There’s a whole lot of federal government overreaching going on. To itemize but some of it….
The Internal Revenue Service (IRS) overreached again and again – blocking and/or dragging their feet on Conservative non-profit applications while fast-tracking Leftist ones.
The State Department overreached on Benghazi – repeatedly redacting the facts and making up out of whole cloth a video excuse.
The Justice Department overreached in persecuting journalists – demanding and seizing large swaths of the phone records, emails and other information of (at least?) the Associated Press (AP) and Fox News.
Attorney General Eric Holder himself signed on to the egregious naming of Fox News reporter James Rosen as a possible “espionage” “co-conspirator” so as to justify that particular intimidation power grab.
And President Barack Obama has now placed Holder in charge of investigating…himself. Talk about power grab self-determination.
And herein lies an additional, huge problem. Justice’s data-grab court hearings took place without the accused in the room. Justice unilaterally decided they wanted the information – and then went and got it.
The AP wasn’t even notified. The Administration claims it notified Fox News – Fox News begs to differ. Neither the AP nor Fox was given an opportunity to contest Justice’s charges against them – and if Fox had in fact been notified, don’t you think they would have insisted?
This is Justice (and the IRS, and State, and…) determining the limits of its own power. And apparently not finding any. Which is terribly dangerous for an alleged Constitutional republic. (And in fact why the Constitution does not allow it.)
And now the United States Supreme Court has given the pretty-much-do-whatever-you-want green light to the Federal Communications Commission (FCC) – and just about every other Commission, Department, Agency and Board.
On Monday, the Supreme Court announced its decision in the case of Arlington v. FCC….
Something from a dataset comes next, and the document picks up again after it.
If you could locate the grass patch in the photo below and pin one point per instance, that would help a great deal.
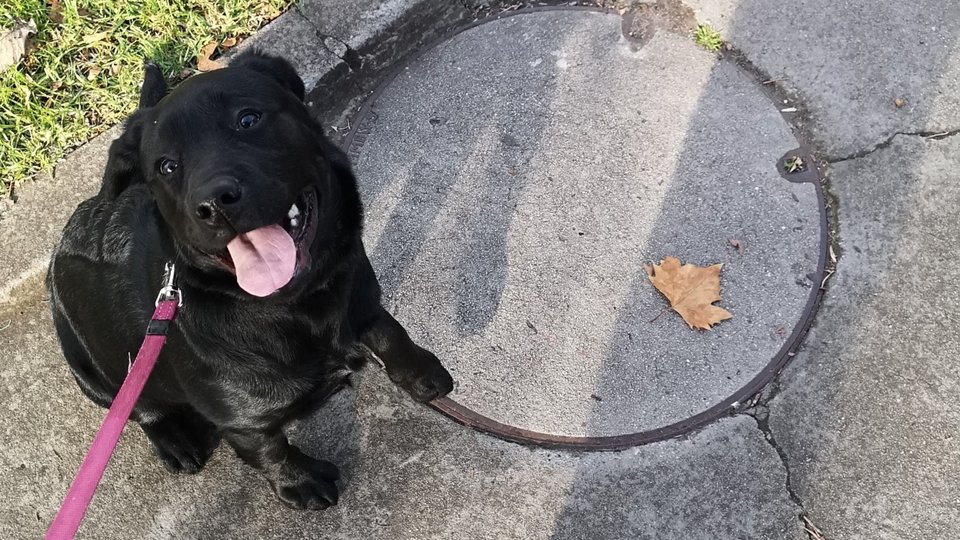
(708, 38)
(82, 71)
(T)he issue was whether federal courts or federal bureaucrats should decide how much power federal bureaucrats have when Congress has been ambiguous on the question.
Everyone agrees, except perhaps the current administration, that federal agencies have only those powers delegated to them by Congress. In the 1984 Chevron case, the Supreme Court held that where Congress’ intent with respect to delegated powers is clear, the courts must enforce that intent, but where Congress was “silent or ambiguous” with respect to the scope of those powers, the courts must defer to the bureaucrats’ “permissible construction[s]” of the statute.
And so in Arlington the majority sided with the Federal Communications Commission.
So the bureaucrats themselves get to decide how much power they have – and Big Government Leftists everywhere rejoice. Especially with this Administration calling these shots.
The Media Marxists are particularly giddy, thinking this means the FCC’s ridiculous Network Neutrality overreach – subject to a late-fall-or-early-winter D.C. Circuit Court review – will be allowed to stand.
This should be a wishful thinking bridge-too-far – for a few reasons.
The FCC already tried once before to impose Net Neutrality – and the very same D.C. Circuit Court unanimously dumped it.
If you want judicial precedent – more directly tied to the subject at hand, and from the same Court again making the decision – there it is.
The Media Marxists grasping at this Supreme straw miss a crucial distinction. As terrible as the Arlington ruling was, in it the Majority said that an agency could make its own power-parameter-determination when the law was ambiguous.
Net Neutrality law isn’t ambiguous – it’s absent. Non-existent. Congress has never granted the FCC the power in anything it has ever passed.
The Obama Administration’s FCC all but admitted this in the lead-up to their Net Neutrality imposition. They seriously contemplated the notion of unilaterally moving the Internet into a whole different regulatory framework – so as to then “allow” them to impose Net Neutrality.
They ultimately didn’t do it – but why did they think they had to at least consider it? And why three years later is the order to do it still open? Because they know they don’t have the legal authority under the law as written. (They don’t have the authority to move it either – but why should that stop them?)
No ambiguity there. Thus the Arlington decision isn’t a precedent for anything at all here.
The Obama Administration is already overreaching by leaps and bounds. And was in Arlington given tacit permission to continue – and do so even more.
In the hearings looking into their nearly all-encompassing malfeasance, we have again and again heard from Administration officials at the center of it all – “I didn’t know.”
With this Court ruling, bureaucrats everywhere now have a new one-liner get-out-of-culpability-free card for overreaching power grabs – “I wasn’t sure.”